REPUBLIKA.CO.ID,SURABAYA -- Dewan Perwakilan Rakyat (DPR RI) baru-baru ini mengusulkan adanya cuti bagi suami untuk menemani istrinya melahirkan yang tertuang dalam Rancangan Undang-Undang Kesejahteraan Ibu dan Anak (RUU KIA). Pakar Konseling dan Psikologi Keluarga Fakultas Psikologi Universitas Airlangga (Unair), Nurul Hartini menyebut usulan tersebut merupakan usulan yang bagus.

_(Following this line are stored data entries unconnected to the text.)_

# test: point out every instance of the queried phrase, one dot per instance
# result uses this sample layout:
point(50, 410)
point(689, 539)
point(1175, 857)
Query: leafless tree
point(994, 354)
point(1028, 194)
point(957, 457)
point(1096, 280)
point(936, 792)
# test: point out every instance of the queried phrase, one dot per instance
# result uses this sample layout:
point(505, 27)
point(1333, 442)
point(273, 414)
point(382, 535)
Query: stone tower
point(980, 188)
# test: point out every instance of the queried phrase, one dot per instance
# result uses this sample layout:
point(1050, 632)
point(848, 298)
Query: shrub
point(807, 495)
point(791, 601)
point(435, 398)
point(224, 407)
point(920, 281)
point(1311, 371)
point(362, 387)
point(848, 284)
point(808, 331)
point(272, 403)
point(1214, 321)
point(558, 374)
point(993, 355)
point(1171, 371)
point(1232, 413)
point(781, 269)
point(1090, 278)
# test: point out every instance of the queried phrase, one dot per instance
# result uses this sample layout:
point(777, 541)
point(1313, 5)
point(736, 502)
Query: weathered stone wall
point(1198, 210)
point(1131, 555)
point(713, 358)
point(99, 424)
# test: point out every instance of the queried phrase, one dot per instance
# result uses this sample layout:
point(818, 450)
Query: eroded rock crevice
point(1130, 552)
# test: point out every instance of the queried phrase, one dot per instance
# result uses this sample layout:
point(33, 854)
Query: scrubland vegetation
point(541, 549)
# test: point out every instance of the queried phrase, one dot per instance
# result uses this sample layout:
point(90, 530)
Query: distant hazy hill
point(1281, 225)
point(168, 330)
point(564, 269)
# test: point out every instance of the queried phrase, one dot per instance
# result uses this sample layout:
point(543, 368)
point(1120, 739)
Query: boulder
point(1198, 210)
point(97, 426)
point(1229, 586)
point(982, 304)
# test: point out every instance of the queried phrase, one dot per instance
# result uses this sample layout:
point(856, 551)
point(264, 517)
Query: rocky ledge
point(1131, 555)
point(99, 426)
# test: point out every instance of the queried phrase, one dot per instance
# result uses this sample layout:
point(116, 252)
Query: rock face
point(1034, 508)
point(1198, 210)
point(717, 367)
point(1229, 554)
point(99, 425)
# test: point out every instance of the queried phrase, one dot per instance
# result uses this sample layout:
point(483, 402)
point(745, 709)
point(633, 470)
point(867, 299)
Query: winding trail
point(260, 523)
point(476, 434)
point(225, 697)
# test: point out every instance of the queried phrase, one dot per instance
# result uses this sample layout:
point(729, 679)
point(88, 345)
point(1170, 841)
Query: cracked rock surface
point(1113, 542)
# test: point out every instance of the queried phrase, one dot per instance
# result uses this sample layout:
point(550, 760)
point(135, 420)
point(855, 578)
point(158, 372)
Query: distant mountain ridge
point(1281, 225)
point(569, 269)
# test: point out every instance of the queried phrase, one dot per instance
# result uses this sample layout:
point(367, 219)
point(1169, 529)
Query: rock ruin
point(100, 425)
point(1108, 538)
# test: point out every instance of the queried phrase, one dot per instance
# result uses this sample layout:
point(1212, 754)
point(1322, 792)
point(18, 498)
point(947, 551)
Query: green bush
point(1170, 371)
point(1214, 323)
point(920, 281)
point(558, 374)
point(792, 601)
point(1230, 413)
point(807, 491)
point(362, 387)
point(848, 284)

“Jika kita meninjau dari sudut pandang psikologi keluarga, maka RUU tersebut sangat berpihak pada kesejahteraan ibu dan anak. Jika meninjau dari sisi manfaat secara psikologis sebenarnya setiap keluarga membutuhkan kebijakan seperti pada RUU KIA itu,” ujar Prof Nurul di Surabaya, Jumat (22/7/2022).
Meskipun bermanfaat bagi kesejahteraan keluarga, Nurul mengingatkan bahwa tetap perlu beberapa pertimbangan sebelum mengesahkan kebijakan tersebut. Nurul mengatakan, tidak semua jenis pekerjaan perlu memberikan cuti khusus dalam hal ini.
“Melihat juga dari karakteristik masing-masing pekerjaan. Mungkin para suami yang bekerja jauh dari keluarga, akan sangat sesuai jika diberikan cuti khusus tersebut. Karena mereka menjalani long distance marriage yang tidak bisa bertemu istrinya setiap hari,” ujarnya.
Namun, lanjut Nurul, berbeda dengan para suami yang bekerja dekat dengan keluarganya. Dimana suami dapat bertemu dengan istrinya setiap hari. Maka suami tetap dapat memberikan dukungan dan memperhatikan istrinya setiap hari pada waktu-waktu senggang dari pekerjaan mereka.
Nurul mengingatkan, adanya kebijakan cuti bagi suami ini juga jangan sampai berpengaruh pada pendapatan mereka. Nurul mengharapkan tidak ada sistem “potong gaji” sehubungan dengan masa cuti tersebut. Khawatirnya, kata dia, cuti suami dapat menyejahterakan dari sisi psikologis keluarga namun menimbulkan kerugian ekonomi.
“Jangan sampai memunculkan ketidaksejahteraan di faktor yang berbeda, ekonomi misalnya. Justru hal itu yang turut berdampak pada kesejahteraan ibu dan anak. Jadi memang perlu banyak peninjauan terlebih dahulu, agar kebijakan terebut tepat dan sesuai tujuan yakni benar-benar menyejahterakan keluarga,” kata Nurul.
Nurul menyarankan, kebijakan tersebut juga perlu didukung adanya batasan-batasan. Dengan kata lain, perlu ada turunan-turunan peraturan yang memberi batas untuk pemberian cuti suami. Suami harus memanfaatkan cuti tersebut dengan baik untuk menemani istrinya sehingga benar-benar memperoleh kesejahteraan.
“Terkait dengan durasinya, bergantung kepada kebijakan setiap perusahaan masing-masing yang tidak merugikan kedua pihak,” ujar Nurul.